Myers-Briggs Personality test

ISFP: Introvert-Sensor-Feeler-Perceiver 

Introverts (I) tend to be contemplative, reserved and withdrawn. It is a widespread misconception that Introverts are shy: they don’t have to be. They draw their energy from their own thoughts and from the time they spend alone. Introverts do not have a constant need for people around them 

Sensors (S) live in the now. They rely on factual information and evidence, they are capable of dealing with practical matters, and they enjoy it when things are concrete and measurable. 

Feelers (F) let their feelings and emotions play a vital role since they always make sure others are taken into account. 

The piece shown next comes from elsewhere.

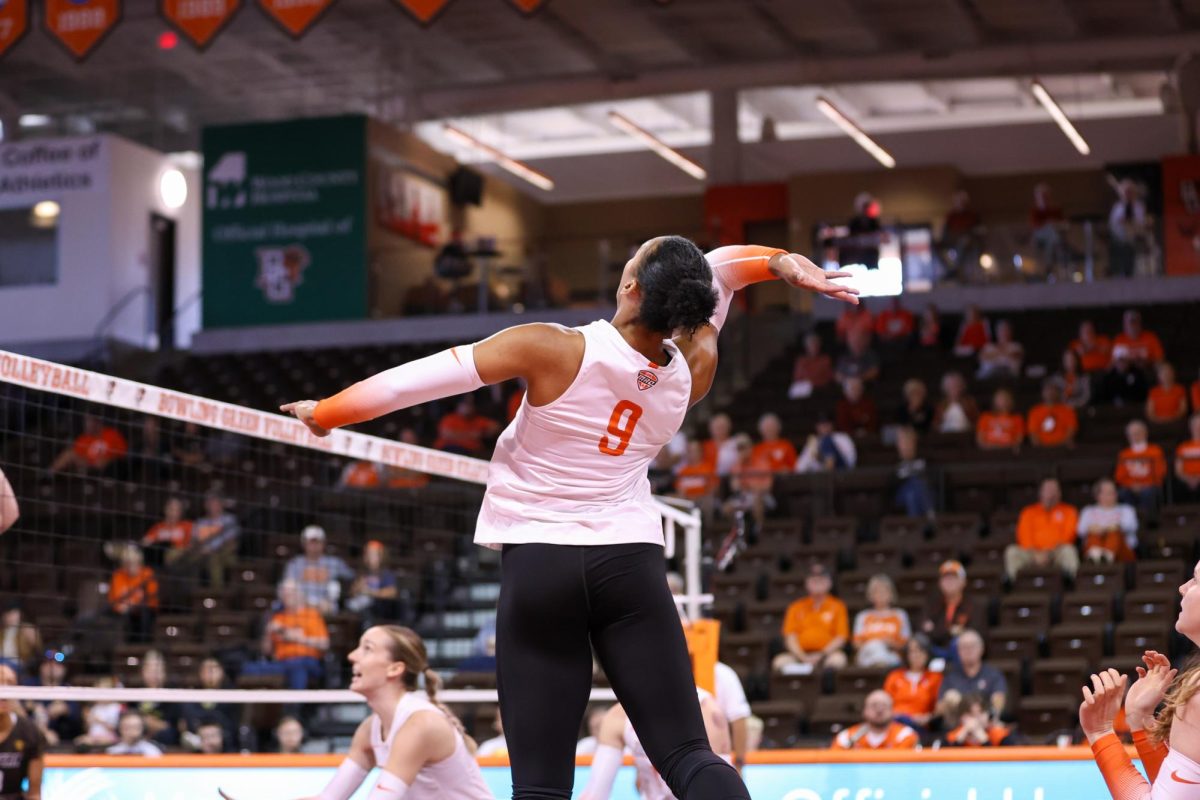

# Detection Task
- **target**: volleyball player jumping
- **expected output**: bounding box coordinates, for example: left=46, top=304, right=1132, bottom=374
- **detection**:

Perceivers (P) prefer a spontaneous, flexible and versatile lifestyle. They prefer an unstructured environment and they like to keep all options open. 

An ISFP in a nutshell: 

Of all the different personality types, ISFPs are usually the sturdiest with both feet firmly on the ground. Deeds, not words, could be their motto or philosophy of life. 

A combination of the traits of the personality’s types of an ISFP results in a practical, realistic, spontaneous and friendly person.

Someone who enjoys life and turns it into fun. ISFPs are happiest when they can take each day as it comes.

These personality types feel constrained by schedules, rules, guidelines and people who lack imagination. 

ISFPs are experts in knowing exactly what things look, taste, sound, feel and smell like. They appreciate beauty and have a great interest in art in all its manifestations.

In addition, a large number of ISFP personality types are artistically gifted. 

Compared to people who are more extroverted, ISFPs usually have a smaller circle of friends.

In order to be able to open up easily to others and show their sensitive side, they must first get to know the other person well.

Once ISFPs have built a relationship, their trust in the person develops profoundly and they attach great value to maintaining the relationship.